Data are presented as mean (SD) or percentage (count). Analysis was performed using the chi-square test for categorical variables, the independent t test for normally distributed variables, and the Mann-Whitney U test for nonnormally distributed variables.
Cross-Sectional Analysis
The prevalence rates of STDR, advanced DR (R2 or R3), and maculopathy were significantly higher in OSA+ patients than in OSA− patients (Table 3).
Table 3.
Relationship between Obstructive Sleep Apnea Status and Sight-Threatening Diabetic Retinopathy, Retinopathy, and Maculopathy (Unadjusted Analysis)
| Without OSA | With OSA | P Value | |
|---|---|---|---|
| Total cohort | n = 83 | n = 147 | |
| Sight-threatening diabetic retinopathy* | 24.1% (20) | 42.9% (63) | 0.004 |
| Advanced retinopathy | 7.2% (6) | 19.7% (29) | 0.01 |
| Retinopathy | |||
| R0 | 45.8% (38) | 31.3% (46) | 0.03 |
| R1 | 47% (39) | 49% (72) | |
| R2 | 2.4% (2) | 8.8% (13) | |
| R3 | 4.8% (4) | 10.9% (16) | |
| Maculopathy | 19.3% (16) | 38.8% (57) | 0.002 |
| South Asians | n = 51 | n = 53 | |
| Sight-threatening diabetic retinopathy* | 27.5% (14) | 35.8% (19) | 0.36 |
| Advanced retinopathy | 9.8% (5) | 15.1% (8) | 0.42 |
| Retinopathy | |||
| R0 | 39.2% (20) | 26.4% (14) | 0.52 |
| R1 | 51.0% (26) | 58.5% (31) | |
| R2 | 3.9% (2) | 7.5% (4) | |
| R3 | 5.9% (3) | 7.5% (4) | |
| Maculopathy | 21.6% (11) | 34% (18) | 0.16 |
| White Europeans | n = 32 | n = 94 | |
| Sight-threatening diabetic retinopathy* | 18.8% (6) | 46.8% (44) | 0.005 |
| Advanced retinopathy | 3.1% (1) | 22.3% (21) | 0.01 |
| Retinopathy | |||
| R0 | 56.3% (18) | 34.0% (32) | 0.04 |
| R1 | 40.6% (13) | 43.6% (41) | |
| R2 | 0.0% (0) | 9.6% (9) | |
| R3 | 3.1% (1) | 12.8% (12) | |
| Maculopathy | 15.6% (5) | 41.5% (39) | 0.01 |
Definition of abbreviation: OSA = obstructive sleep apnea.
Data are presented as percentage (count) of the respective OSA category.
*Preproliferative or proliferative retinopathy, maculopathy, or laser treatment.
OSA and DR: Multivariable Analysis
To assess whether the relationship between OSA and STDR is secondary to or independent of possible confounders, logistic regression models were used (Table 4).
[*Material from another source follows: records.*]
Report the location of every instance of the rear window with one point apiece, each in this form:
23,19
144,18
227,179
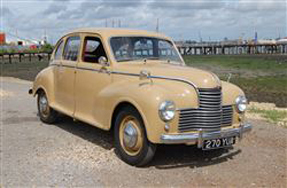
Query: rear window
72,47
59,50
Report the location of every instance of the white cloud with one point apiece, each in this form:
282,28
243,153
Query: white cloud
178,19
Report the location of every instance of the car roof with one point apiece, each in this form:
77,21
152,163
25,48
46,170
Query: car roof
110,32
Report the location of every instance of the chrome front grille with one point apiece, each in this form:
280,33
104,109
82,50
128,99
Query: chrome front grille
210,99
210,115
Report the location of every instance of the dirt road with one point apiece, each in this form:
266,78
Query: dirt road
75,154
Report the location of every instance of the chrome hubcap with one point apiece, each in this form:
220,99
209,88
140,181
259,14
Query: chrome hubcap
130,135
43,105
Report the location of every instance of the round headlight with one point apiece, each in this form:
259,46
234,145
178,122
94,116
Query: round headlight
241,103
167,110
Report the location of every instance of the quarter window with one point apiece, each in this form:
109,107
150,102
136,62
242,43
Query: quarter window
59,51
93,50
72,48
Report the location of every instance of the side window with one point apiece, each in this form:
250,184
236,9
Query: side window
93,50
71,49
59,51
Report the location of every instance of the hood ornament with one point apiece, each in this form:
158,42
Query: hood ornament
229,77
144,75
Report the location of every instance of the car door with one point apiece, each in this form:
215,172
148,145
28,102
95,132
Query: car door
91,79
65,77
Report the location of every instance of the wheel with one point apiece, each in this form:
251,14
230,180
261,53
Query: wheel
46,113
131,142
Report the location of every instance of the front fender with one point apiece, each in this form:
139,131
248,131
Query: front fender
146,97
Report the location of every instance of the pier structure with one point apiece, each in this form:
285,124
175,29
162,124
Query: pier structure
232,48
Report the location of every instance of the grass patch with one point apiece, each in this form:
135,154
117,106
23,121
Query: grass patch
274,116
250,62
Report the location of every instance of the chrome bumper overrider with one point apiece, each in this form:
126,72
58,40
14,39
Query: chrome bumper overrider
192,138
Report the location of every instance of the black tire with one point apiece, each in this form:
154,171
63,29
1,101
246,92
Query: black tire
147,150
50,116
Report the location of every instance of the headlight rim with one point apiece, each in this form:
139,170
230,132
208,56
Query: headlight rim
163,106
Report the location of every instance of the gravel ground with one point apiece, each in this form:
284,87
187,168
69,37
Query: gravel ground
76,154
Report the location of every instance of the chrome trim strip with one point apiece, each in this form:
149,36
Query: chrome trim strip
138,75
198,137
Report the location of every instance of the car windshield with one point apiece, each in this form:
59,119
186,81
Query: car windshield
149,48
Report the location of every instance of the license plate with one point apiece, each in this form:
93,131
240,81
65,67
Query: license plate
218,143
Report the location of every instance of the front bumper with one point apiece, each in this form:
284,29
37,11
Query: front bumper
193,138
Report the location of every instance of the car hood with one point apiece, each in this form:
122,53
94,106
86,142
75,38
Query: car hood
200,78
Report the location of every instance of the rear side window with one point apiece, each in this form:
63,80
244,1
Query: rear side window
59,50
72,48
93,50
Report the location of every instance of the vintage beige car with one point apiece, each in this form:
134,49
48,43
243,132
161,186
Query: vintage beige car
136,84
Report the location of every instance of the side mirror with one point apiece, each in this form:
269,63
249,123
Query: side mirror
103,61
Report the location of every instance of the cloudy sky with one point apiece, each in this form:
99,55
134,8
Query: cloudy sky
180,19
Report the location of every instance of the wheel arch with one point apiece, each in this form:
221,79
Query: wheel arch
122,104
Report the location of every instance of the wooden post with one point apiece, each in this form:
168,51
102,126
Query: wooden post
10,59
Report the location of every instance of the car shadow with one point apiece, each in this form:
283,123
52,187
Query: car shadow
87,132
178,156
166,157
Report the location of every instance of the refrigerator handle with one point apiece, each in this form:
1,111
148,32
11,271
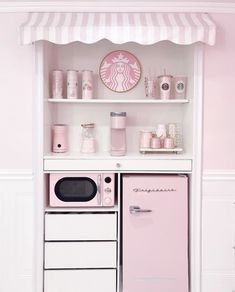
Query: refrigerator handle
137,209
99,195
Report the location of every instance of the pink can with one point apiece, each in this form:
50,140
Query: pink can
72,84
57,84
60,138
87,84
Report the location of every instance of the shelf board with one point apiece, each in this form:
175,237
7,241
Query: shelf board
130,101
129,156
161,150
81,209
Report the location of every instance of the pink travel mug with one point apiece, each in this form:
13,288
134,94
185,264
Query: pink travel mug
145,139
180,83
60,138
165,82
118,133
72,84
57,84
87,84
169,143
155,143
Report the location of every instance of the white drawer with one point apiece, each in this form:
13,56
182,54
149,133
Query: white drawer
66,227
118,165
80,255
80,281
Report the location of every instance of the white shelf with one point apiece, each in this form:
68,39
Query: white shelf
135,101
81,209
164,154
161,150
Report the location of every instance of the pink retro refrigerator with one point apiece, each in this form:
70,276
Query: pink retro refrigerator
155,233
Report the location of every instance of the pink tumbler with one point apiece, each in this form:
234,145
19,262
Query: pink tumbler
118,133
60,138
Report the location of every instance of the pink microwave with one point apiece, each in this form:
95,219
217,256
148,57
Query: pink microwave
82,189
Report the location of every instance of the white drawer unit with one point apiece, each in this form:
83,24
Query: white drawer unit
179,165
82,226
80,280
69,255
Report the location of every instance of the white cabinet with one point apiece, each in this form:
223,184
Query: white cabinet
80,255
80,280
80,252
82,226
218,283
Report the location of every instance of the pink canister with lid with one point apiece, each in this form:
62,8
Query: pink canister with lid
60,138
145,138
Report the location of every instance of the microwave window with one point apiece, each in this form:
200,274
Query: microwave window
75,189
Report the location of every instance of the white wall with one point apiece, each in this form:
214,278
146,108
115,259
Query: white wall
16,96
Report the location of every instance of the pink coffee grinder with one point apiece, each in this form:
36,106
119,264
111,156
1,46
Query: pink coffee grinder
118,133
60,138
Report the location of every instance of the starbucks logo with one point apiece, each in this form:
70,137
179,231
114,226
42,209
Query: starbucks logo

Despite adjustment, OSA remained independently associated with STDR (Table 4). In addition to OSA (odds ratio [OR], 2.3; 95% confidence interval [CI], 1.1–4.9; P = 0.035), diabetes duration (OR, 1.1; 95% CI, 1.1–1.2; P < 0.001), and glycated hemoglobin (HbA1c) (OR, 1.4; 95% CI, 1.0–1.7; P = 0.02) were also independently associated with STDR. OSA was also independently associated with maculopathy (OR, 2.6; 95% CI, 1.2–5.8; P = 0.01) (Table 4). For details on the relationship between OSA severity and DR, see the online supplement.
Table 4.
Association between Obstructive Sleep Apnea and Sight-Threatening Diabetic Retinopathy, Maculopathy, and Advanced Diabetic Retinopathy (R2 or R3), Based on Baseline Cross-Sectional Analysis Using Logistic Regression Models (Forced Entry Method)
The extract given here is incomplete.